Apart from the Diamondbacks, a good chunk of my stay in the valley was dedicated to the A’s; they held their Spring Training games at Phoenix Municipal Stadium, a public facility that lagged in luxury amenities afforded the other baseball complexes in the region. But their tickets were cheaper, their fans seemed to have that extra bit of authenticity and, most importantly, their stadium was only a couple of miles from home.

The enthusiasm was so real that, in 2009, I sincerely talked myself into believing that Jason Giambi would revive his career in his Oakland return. I had Travis Buck pegged as the next Eric Byrnes-type high-flying outfielder. I believed fully in Andrew Bailey and Brad Ziegler. I’m impressionable, I guess.

Errant predictions aside, the best thing about the culture surrounding the A’s was the unadulterated love of baseball. This was a point where Oakland had been down for some time, decimated by injuries and free agency and far-enough removed from the highs of the first Moneyball era that fans had every reason to bail if they wanted, as much as a fan can ever have reason to abandon ship, I suppose.
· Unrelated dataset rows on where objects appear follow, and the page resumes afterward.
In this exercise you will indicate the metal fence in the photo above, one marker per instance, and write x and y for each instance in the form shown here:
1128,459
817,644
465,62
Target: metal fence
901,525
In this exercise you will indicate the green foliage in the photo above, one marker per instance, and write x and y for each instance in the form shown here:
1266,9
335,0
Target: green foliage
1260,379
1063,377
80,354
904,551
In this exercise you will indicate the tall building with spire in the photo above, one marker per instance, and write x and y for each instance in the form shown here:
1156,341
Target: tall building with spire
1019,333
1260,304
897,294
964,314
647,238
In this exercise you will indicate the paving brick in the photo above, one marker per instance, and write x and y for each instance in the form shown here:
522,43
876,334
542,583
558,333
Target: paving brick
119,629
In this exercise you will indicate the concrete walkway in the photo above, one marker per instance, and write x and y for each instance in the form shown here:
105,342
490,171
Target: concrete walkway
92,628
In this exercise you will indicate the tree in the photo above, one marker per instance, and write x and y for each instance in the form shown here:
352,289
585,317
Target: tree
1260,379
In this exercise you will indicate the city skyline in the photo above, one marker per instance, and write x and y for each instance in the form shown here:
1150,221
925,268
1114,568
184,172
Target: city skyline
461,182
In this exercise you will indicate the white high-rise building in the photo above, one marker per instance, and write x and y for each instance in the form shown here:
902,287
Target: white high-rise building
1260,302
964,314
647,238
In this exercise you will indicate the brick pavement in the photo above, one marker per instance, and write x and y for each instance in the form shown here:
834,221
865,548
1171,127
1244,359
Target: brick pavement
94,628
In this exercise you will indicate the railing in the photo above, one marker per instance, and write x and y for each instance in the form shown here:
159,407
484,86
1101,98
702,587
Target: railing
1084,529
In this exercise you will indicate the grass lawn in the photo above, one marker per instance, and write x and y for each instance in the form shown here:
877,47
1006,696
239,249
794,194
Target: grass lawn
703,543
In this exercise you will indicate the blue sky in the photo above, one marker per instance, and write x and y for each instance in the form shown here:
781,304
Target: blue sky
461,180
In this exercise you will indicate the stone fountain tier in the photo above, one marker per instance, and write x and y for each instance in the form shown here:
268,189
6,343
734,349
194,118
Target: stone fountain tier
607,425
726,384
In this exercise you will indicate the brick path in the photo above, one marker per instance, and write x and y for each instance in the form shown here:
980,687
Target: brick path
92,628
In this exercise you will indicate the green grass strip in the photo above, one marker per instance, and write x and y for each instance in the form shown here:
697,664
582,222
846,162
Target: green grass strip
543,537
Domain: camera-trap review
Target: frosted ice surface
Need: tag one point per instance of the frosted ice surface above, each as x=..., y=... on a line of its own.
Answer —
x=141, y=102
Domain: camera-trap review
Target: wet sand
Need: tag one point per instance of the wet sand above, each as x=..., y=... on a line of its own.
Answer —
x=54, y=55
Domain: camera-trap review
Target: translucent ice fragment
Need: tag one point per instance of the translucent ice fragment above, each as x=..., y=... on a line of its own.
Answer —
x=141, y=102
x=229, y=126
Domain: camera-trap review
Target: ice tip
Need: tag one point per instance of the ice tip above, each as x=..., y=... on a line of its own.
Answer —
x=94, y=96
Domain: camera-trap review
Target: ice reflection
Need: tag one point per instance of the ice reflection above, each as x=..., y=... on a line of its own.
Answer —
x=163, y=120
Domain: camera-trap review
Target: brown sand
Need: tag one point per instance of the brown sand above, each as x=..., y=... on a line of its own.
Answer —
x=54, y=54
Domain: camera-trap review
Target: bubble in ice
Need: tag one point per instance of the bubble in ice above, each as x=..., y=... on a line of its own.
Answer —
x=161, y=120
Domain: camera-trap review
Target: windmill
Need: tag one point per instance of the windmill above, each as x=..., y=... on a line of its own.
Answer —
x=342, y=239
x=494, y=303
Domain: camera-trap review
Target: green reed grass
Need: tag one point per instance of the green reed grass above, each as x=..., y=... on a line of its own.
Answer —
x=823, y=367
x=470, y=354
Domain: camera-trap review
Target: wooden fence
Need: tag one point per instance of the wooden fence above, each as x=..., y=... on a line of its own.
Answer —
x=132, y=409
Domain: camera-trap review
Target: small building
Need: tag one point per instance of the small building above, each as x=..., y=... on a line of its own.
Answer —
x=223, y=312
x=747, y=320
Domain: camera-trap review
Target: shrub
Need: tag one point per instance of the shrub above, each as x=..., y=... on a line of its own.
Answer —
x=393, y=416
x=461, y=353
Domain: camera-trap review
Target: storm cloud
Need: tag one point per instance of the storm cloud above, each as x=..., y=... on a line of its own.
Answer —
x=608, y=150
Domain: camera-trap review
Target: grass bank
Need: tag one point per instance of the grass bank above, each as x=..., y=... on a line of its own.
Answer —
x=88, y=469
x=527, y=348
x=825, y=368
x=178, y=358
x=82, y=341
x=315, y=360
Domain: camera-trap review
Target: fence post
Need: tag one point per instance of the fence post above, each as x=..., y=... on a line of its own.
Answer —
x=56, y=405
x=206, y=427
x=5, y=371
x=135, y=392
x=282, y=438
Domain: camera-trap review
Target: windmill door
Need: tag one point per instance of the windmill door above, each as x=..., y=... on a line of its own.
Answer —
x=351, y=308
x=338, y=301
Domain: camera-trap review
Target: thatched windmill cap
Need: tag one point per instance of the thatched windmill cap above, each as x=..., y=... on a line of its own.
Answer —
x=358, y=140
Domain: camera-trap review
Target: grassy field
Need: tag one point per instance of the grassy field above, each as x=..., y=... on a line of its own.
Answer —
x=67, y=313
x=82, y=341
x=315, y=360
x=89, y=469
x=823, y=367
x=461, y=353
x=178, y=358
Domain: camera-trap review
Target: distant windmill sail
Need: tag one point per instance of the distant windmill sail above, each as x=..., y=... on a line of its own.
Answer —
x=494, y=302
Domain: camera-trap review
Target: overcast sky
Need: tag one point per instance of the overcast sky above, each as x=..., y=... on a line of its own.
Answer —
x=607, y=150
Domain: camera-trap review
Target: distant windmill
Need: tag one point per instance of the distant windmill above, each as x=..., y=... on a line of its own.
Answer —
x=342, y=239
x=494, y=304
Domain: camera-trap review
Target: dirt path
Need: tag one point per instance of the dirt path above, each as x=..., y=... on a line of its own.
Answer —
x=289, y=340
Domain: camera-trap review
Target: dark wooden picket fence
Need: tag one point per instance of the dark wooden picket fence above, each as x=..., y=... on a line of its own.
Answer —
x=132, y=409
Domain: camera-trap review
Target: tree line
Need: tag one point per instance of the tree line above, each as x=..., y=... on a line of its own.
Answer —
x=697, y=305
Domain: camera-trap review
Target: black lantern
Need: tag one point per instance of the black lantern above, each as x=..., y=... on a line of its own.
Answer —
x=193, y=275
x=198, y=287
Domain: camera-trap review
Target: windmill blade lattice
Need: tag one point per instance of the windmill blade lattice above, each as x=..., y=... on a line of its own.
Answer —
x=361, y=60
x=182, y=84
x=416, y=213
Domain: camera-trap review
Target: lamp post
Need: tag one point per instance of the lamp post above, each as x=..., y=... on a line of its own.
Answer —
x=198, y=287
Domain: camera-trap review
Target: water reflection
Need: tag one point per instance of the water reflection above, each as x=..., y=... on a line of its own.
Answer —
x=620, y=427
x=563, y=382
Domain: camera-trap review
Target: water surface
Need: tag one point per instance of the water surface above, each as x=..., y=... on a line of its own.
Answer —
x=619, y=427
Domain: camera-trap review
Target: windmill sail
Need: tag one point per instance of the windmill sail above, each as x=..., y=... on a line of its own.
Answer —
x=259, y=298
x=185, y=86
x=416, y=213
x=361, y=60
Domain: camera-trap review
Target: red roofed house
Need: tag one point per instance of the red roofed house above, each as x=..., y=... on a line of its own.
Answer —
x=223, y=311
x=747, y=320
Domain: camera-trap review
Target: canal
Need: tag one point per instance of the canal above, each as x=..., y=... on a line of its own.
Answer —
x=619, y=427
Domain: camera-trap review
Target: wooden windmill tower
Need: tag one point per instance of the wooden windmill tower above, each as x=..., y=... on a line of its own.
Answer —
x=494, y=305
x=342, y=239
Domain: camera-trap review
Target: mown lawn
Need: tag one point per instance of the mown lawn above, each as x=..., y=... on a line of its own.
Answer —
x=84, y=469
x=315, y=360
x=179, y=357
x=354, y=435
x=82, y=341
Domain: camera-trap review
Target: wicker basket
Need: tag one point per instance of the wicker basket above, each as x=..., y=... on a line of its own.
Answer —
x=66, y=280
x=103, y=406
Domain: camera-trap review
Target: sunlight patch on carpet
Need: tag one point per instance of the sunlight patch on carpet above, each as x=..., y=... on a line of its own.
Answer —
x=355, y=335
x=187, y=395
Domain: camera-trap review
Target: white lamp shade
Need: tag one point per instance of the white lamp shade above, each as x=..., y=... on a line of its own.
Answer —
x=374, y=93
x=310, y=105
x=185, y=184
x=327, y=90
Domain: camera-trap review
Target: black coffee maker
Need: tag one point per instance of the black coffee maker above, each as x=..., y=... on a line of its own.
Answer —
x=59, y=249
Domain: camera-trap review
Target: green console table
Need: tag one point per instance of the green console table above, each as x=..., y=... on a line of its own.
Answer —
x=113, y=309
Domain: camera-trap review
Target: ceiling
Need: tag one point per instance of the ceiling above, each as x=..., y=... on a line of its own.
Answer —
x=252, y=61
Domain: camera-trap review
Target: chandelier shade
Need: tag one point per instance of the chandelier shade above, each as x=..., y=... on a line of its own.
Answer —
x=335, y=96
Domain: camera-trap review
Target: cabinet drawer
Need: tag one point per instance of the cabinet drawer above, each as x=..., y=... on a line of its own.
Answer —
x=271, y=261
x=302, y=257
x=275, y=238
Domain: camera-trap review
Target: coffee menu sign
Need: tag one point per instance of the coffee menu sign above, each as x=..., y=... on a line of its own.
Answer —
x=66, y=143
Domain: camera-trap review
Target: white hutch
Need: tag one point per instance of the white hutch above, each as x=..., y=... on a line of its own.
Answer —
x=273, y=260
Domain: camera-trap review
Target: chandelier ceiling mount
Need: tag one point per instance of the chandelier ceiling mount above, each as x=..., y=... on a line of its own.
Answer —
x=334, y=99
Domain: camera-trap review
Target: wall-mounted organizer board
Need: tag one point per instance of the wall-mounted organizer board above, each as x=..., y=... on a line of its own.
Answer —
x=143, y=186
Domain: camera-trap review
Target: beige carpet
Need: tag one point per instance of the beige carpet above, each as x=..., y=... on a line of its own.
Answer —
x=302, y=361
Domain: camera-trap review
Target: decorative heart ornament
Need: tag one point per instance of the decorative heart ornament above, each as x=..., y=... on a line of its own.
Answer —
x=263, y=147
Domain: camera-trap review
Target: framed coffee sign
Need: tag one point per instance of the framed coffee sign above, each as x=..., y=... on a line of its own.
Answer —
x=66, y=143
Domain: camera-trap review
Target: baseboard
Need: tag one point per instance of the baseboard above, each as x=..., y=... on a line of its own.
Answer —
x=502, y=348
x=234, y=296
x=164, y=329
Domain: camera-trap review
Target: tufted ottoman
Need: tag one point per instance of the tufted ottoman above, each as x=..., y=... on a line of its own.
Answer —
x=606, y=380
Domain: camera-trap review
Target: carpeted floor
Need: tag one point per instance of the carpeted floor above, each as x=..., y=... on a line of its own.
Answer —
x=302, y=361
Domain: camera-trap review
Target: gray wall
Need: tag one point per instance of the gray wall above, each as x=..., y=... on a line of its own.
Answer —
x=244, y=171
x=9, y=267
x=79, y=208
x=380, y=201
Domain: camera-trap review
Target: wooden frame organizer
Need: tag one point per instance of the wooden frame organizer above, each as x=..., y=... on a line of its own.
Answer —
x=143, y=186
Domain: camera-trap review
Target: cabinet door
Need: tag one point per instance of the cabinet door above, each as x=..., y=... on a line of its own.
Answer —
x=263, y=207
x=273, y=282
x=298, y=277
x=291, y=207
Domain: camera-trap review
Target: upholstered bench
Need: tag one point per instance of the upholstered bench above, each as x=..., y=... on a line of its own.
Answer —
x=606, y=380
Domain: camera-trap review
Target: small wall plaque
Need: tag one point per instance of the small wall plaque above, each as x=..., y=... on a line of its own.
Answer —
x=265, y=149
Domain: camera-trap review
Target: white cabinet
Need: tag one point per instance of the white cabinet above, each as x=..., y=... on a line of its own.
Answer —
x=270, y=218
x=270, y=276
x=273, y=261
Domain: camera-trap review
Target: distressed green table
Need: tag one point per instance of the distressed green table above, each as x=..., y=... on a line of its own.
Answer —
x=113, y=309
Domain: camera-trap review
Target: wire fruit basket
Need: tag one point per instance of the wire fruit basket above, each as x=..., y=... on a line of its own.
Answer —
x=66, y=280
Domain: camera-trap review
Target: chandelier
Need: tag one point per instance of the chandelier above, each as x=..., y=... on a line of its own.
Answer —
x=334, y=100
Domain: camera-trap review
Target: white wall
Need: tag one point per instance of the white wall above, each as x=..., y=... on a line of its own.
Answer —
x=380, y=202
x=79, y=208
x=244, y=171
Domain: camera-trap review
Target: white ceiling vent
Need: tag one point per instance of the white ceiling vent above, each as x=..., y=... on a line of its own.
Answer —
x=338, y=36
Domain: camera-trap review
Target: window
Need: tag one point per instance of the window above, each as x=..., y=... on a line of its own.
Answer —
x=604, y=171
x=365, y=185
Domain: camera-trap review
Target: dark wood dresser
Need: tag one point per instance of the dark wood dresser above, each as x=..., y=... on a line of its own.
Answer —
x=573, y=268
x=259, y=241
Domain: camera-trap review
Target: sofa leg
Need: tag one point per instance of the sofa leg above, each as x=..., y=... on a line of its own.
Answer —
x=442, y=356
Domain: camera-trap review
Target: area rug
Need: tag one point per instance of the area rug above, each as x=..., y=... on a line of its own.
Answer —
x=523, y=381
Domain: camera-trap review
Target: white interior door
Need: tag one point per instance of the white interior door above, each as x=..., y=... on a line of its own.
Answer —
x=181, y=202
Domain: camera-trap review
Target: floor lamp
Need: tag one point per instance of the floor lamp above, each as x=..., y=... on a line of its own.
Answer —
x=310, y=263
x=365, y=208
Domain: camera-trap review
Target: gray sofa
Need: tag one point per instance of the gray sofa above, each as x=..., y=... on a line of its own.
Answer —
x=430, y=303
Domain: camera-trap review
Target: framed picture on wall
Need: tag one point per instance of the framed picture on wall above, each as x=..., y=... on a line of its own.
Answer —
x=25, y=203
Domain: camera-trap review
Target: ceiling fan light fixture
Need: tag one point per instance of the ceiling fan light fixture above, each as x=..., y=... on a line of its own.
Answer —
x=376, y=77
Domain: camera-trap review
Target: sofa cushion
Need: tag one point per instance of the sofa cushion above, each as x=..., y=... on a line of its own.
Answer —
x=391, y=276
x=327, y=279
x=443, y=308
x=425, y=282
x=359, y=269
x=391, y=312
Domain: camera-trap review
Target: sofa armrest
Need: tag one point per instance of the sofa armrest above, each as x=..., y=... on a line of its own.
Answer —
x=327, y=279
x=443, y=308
That wasn’t the case. These were folks who liked being at games, liked cheering on the A’s, liked beer, liked scoring along with games and didn’t like anything with the words “GIANTS” or “ANGELS” on them. And with a mutual hatred of the Yankees, they were easy friends to make.

Yesterday’s game was fun, and not just because of a Mike Napoli grand slam or a 9-6 win. Sitting on the couch with a pasta dinner and a Harpoon Summer Beer, it was good to take in a game with two teams who seem to be doing it right, and it reminded me of some good days past. And it was good to get a call from an old friend.

Have another drink for me, buddy. I’ll be toasting you and the A’s again tonight at first pitch, 6:35 p.m. Eastern.